Oral Health Appointments
We recommend that children see a dentist by their first birthday. This is important for your child to begin good dental habits and establishes a relationship between your child and your child's dentist. Appointments include a review of dental/medical history, soft tissue examination, cleaning, x-rays (if necessary), flouride treatment, oral hygiene instruction, dental development evaluation, nutritional counseling and education.
Regular return visits to our office are an important part of your child's oral health. Check up appointments will include some of same services listed above and are either suggested every 6 months or once a year.
Special Needs Patients
Pediatric dentists have two or more years of advanced training beyond dental school and focus on care for children with special needs. In addition, our office is designed to be physically accessible for special needs patients.
We realize that special needs children have special dental needs also. Some special children are very susceptible to tooth decay, gum disease or oral trauma while others require medication or a diet that is detrimental to dental health. Some special needs children have physical difficulty performing good dental habits at home. We take all these factors into account to provide the very best dental health care for your child.
Fluoride is a compound that contains fluorine which is a natural element. Using small amounts of fluoride regularly can help prevent tooth decay. Most localities add flouride to community water supplies and it's found in toothpaste and mouth rinses as well. We offer a topical fluoride treatment that is applied to the tooth's enamel to help maintain the enamel's strength.
Sealants are applied onto the back teeth which are grooved and pitted and where most cavities in children are found. Sealants are a clear plastic that can last for many years to
protect your child during the most cavity-prone years. The teeth most at risk are the six-year and twelve-year molars but the premolars and primary molars may also benefit from sealants. We will advise you on which sealants are best and when they are recommended based on your child's unique dental needs.
When a tooth has decayed, we utilize various procedures to treat the tooth depending on the severity of the decay. The methods used are as follows:
Tooth-Colored fillings are similar in color and texture to natural teeth, making the fillings less noticeable. These fillings are made from durable composite resins. Tooth-colored fillings are also compatible with dental sealants so a tooth can be filled and sealed at the same time to prevent further decay. This type of filling is usually used for small tooth restorations and low-stress areas and cost more than silver fillings.
Amalgam or Silver Fillings. Because of their metal content, amalgam fillings are strong and can withstand heavy biting pressure. Silver fillings are primarily used for the back teeth.
A dental crown is a tooth-shaped cap that is placed over a tooth to restore it's shape, size, strength or appearance. A dental crown may be used to protect a tooth weakened from decay or to restore a broken tooth. A crown is best suited to seal the nerve of a tooth that has had pulpal therapy, from oral bacteria, as well as holding needed space for developing permanent teeth.
If a child looses a baby tooth too early, a space maintainer is sometimes recommended to hold the space open for the permanent tooth to come in. Once the permanent tooth begins to erupt, we will remove the space maintainer. Without a space maintainer, the remaining teeth can move and take the position of the lost baby tooth. When the permanent teeth come in, they are crowded and may be crooked. Space maintainers are made of metal or plastic and are custom fit to your child's mouth.

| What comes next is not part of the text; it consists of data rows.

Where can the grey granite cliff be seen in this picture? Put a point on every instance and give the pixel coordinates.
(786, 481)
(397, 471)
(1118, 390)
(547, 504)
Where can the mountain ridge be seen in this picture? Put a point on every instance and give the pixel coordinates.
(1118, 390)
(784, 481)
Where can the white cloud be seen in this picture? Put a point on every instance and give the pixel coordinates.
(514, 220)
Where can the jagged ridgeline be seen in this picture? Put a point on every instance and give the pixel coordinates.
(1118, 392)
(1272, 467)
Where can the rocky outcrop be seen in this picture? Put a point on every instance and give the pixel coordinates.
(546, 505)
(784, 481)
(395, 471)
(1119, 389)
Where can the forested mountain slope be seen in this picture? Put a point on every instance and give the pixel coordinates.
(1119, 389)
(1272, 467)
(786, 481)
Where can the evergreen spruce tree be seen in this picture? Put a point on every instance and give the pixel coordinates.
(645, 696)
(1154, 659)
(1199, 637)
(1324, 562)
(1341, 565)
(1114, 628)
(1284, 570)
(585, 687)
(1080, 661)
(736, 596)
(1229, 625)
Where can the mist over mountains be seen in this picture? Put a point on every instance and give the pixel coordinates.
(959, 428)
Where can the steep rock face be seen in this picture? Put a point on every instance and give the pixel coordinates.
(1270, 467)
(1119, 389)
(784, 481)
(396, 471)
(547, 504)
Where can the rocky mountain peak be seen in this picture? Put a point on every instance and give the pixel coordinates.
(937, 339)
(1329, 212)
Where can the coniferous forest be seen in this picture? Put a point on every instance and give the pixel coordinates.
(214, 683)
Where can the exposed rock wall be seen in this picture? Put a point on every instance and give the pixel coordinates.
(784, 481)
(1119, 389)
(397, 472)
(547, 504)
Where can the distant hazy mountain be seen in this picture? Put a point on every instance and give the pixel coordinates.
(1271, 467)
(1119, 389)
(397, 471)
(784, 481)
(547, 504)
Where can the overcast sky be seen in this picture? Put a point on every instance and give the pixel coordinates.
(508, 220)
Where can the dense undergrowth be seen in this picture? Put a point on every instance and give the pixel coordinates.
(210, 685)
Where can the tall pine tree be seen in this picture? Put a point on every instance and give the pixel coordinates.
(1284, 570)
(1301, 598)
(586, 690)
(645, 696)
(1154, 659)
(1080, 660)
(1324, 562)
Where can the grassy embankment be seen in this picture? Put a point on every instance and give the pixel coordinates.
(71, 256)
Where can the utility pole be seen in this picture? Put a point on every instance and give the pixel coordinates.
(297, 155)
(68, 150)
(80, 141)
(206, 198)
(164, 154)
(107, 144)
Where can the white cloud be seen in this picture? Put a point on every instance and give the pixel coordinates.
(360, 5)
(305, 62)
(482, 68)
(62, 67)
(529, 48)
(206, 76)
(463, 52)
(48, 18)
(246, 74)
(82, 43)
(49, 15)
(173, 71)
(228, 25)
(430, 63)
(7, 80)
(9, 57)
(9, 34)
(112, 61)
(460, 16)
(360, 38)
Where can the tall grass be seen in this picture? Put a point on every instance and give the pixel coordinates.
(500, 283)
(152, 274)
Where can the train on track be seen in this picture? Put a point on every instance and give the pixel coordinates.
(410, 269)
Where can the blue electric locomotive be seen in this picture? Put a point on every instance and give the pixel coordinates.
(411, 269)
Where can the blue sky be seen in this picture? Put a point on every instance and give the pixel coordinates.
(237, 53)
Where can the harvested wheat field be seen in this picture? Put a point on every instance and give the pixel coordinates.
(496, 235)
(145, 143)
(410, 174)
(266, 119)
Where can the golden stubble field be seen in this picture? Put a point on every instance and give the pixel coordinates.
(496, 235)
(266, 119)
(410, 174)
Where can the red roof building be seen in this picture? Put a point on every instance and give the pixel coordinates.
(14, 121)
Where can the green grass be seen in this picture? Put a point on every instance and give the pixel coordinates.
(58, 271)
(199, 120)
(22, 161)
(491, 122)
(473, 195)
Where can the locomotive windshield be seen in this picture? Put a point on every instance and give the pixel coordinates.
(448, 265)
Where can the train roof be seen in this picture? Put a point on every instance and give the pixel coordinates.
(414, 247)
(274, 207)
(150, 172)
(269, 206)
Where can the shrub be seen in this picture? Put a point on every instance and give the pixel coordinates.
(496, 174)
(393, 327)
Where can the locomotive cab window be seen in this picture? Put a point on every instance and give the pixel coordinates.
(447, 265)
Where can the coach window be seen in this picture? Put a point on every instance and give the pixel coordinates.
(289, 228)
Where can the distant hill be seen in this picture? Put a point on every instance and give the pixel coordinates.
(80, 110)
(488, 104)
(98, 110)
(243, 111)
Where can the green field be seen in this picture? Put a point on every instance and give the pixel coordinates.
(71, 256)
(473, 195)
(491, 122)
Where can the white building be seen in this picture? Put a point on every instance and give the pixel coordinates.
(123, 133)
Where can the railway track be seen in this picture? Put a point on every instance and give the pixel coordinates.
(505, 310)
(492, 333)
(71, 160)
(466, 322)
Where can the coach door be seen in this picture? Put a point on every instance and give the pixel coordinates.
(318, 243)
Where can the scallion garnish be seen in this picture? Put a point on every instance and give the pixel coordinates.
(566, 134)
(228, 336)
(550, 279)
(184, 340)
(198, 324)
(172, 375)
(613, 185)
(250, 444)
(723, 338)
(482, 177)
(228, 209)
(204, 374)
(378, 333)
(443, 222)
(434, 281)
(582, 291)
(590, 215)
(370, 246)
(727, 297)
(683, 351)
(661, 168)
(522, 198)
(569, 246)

Sometimes children can have painful inflammation or infection of the dental nerve and pulp, or inner core, of the tooth due to decay or injury. To maintain the vitality of the affected tooth, we will perform a pulpotomy or a pulpectomy. In a pulpotomy the diseased pulp tissue is removed then an antibacterial medicine is placed in the remaining nerve and a crown is placed to seal the tooth. In a pulpectomy, the diseased pulp tissue is completely removed from the crown and the root of the tooth. The canals are cleaned, disinfected and filled with resorbable materials in the case of a baby tooth or a non-resorbable material for a permanent tooth. A crown is placed to protect the tooth from fracturing and from oral bacteria affecting the treating nerve.
Some children and adolescents require help to handle their anxiety with dental procedures. We have utilized oral valium with our patients over the years. The concentration and amount of valium administered does not render your child into a state of sedation, but rather into a lower state of anxiety. It will not take away all anxiety but may place your child into a more comfortable state of mind to cooperate and be accepting of a procedure.